If an issuer is engaged with a MA on June 23, 2016 (and thereafter), regardless of the timing of the project, the MA must adhere to new rulemaking. The MA will send issuers disclosure of conflicts of interest, at the very least.

These rules not only apply to municipal advisors to governments on bond and financing transactions, but also all types of advisory activities, including swaps and advice provided after the deal is closed (e.g., defeasance of the securities, rating agency presentations). This is important to note as in the past, others on the financing team may have provided this type of advice to governments. Under the MA Rule, while non-MA professionals will be able to freely respond to an issuer’s RFP, talk in general terms with issuers about general market information, and pitch products within certain limits, any specific advice from them is prohibited unless certain exemptions apply. (See The MA Rule and Underwriters section at the end of this brief.) Additionally, MAs working for broker/dealer firms have the same obligations as non-broker/dealer firm MAs. Further, while a broker/dealer MA serving as MA on a transaction may not engage in other activities related to that specific bond transaction, the firm may participate in other transactions and as other parties (e.g., underwriter, placement agent) on a separate transaction.

While nothing in the federal law or rules force issuers to hire a municipal advisor, GFOA recommends that, unless a government has sufficient internal expertise, it use a municipal advisor when considering and developing a bond transaction. GFOA urges municipal entities to assure themselves that the selected municipal advisor has the necessary expertise to assist the issuer in determining the best type of financing for the government, selecting other finance professionals, planning the bond sale and successfully selling and closing the bond sale.

Municipal Advisor Registration and Professional Qualification Requirements
Municipal sdvisors must be registered with the SEC and the MSRB. Issuers should consult both the MSRB’s Municipal Advisor Registration page and the SEC’s EDGAR system to confirm that their MA or potential MA is registered. Additionally, federal testing of municipal advisors will take place over the next year. MAs will have until September 2017 to take and pass the exam. Issuers will be able to confirm that a MA has passed the exam by viewing a web page the MSRB will establish later this summer.

MAs' Fiduciary Duty to Issuers
The Dodd-Frank Act imposes a fiduciary duty on those professionals that advise governments when they sell bonds or enter into a financial product. MSRB Rule G-42 further details the meaning of fiduciary duty and places a standard of both duty of care and duty of loyalty on MAs to their municipal entity clients (MAs advising obligated persons only have a duty of care standard). The duty of care includes the MA having the knowledge and expertise needed to provide particular advice to a client; inquiring with the client about information that is relevant to making a recommendation of a financing or any advice for a certain course of action; and having a basis for which to provide the advice to the client. The duty of loyalty, applicable to municipal entities, requires that the MA deal honestly and with the utmost good faith to the entity; puts the client’s interests ahead of all other interests, including the MA’s own; and not engage with a client if the MA cannot manage or mitigate their conflicts of interest in a manner that allows them to work in the best interests of the client.

Only the municipal advisor has these fiduciary duties to their clients.
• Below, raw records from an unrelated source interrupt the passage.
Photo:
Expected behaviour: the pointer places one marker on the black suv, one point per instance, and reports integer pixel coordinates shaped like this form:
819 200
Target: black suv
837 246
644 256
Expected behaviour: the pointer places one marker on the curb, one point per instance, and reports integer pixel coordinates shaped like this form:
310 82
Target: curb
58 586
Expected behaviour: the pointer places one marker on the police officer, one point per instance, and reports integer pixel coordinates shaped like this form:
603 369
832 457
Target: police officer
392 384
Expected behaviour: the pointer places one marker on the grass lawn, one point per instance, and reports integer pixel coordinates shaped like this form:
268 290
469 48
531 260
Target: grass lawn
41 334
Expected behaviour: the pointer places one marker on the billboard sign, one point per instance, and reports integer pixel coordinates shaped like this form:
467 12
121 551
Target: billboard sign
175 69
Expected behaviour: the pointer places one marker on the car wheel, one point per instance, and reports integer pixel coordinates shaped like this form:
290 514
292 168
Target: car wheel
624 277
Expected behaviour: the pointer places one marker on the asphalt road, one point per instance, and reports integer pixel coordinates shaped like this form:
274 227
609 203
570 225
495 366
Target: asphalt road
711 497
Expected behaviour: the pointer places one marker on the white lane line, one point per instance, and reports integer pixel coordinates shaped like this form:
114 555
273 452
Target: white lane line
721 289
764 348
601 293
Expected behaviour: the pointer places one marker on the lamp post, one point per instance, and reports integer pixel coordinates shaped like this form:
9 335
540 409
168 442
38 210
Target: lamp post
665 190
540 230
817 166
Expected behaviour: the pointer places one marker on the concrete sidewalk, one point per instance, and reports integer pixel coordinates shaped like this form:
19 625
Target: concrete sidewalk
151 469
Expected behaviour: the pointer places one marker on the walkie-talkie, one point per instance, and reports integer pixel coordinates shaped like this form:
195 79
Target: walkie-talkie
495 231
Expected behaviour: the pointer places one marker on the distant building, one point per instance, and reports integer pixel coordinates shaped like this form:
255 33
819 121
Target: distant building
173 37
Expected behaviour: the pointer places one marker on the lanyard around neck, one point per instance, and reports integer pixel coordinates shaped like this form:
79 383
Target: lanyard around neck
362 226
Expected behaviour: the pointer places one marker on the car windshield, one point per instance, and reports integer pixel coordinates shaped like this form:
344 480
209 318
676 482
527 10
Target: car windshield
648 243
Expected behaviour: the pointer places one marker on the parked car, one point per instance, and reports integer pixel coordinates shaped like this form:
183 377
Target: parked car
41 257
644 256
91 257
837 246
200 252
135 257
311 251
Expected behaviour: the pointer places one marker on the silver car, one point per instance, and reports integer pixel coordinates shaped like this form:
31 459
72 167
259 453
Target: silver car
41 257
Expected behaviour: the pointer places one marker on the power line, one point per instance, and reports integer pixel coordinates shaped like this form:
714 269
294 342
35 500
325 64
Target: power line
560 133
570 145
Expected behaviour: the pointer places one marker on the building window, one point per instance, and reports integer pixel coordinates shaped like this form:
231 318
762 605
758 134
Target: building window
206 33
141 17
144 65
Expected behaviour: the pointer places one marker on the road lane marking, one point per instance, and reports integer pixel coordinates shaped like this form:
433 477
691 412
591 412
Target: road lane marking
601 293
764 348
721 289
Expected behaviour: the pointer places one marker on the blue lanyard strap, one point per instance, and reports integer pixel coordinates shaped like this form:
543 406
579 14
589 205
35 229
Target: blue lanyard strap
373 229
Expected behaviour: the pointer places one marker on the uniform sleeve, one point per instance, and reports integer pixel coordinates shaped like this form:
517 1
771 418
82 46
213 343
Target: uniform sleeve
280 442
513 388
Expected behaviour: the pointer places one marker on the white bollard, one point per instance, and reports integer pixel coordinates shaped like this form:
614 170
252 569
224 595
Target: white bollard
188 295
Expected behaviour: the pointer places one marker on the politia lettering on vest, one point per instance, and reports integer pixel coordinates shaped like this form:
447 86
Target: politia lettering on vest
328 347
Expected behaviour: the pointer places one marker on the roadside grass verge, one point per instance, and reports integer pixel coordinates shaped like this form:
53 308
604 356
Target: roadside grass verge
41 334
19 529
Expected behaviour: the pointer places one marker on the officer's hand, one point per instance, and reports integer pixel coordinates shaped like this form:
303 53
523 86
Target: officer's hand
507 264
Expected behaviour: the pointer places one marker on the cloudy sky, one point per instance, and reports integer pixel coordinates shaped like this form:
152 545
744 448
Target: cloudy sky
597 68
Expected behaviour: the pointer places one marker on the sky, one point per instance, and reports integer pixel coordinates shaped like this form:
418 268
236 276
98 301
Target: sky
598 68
While MAs and other parties have acted in the spirit of many of these concepts over the years, SEC and MSRB rulemaking makes clear the responsibilities MAs have to their clients, which are non-negotiable.

MA Contract with Issuer Client
Issuers will be seeing more formal contracts from municipal advisors, as MSRB Rule G-42 requires documentation of the municipal advisor relationship with issuers. This must be done in writing, dated and delivered to the client upon or promptly after the relationship is established. Information in the documentation includes – scope of services to be performed; disclosures of conflicts of interest and any detailed legal disciplinary events; limitations to the scope of engagement; and events that would trigger the termination of the relationship.

Rule G-42 does not technically require that the issuer sign or acknowledge this written documentation; however, issuers should expect that they may be asked to sign a contract with their MAs.

MA Disclosures to Issuers
The MA is required to disclose, in writing, all material conflicts of interest and the manner in which the MA plans to manage or mitigate these conflicts. This includes, fee-splitting arrangements and payments to third parties; and any conflict that would impair the MA’s ability to provide advice under the Rule’s standard of conduct. If an MA has no conflicts of interest, it must state that in writing to the client.

The MA must also provide information on any legal and disciplinary events that are material to the client’s review of the municipal advisor. The MA must give the client the information or link to the information in the SEC’s EDGAR system related to these events. The issuer does not have to acknowledge receipt and does not have any responsibilities for the information provided to them by the MA.

MA Recommendations to Client
The MA must have a reasonable basis for making a recommendation to a client. This includes:

  • Making a determination that the recommendation is suitable for a particular government by knowing the client's facts and circumstances, abiding by the client's rules, and understanding the authority of each person acting on the client’s behalf.
  • Knowing the client’s experience with municipal securities and financial products, and the client's understanding of the type and complexity of the instruments being discussed and recommended.
  • Being aware of the client’s tax status, risk tolerance, and liquidity needs.
  • Evaluating the risks, benefits, structure, and characteristics of the securities or financial product.
  • Tell the client whether or not the advisor investigated or considered other reasonably feasible alternatives.

The MA may also be asked, upon request from the issuer, to review a recommendation from another party and determine if the recommendation is suitable for the client.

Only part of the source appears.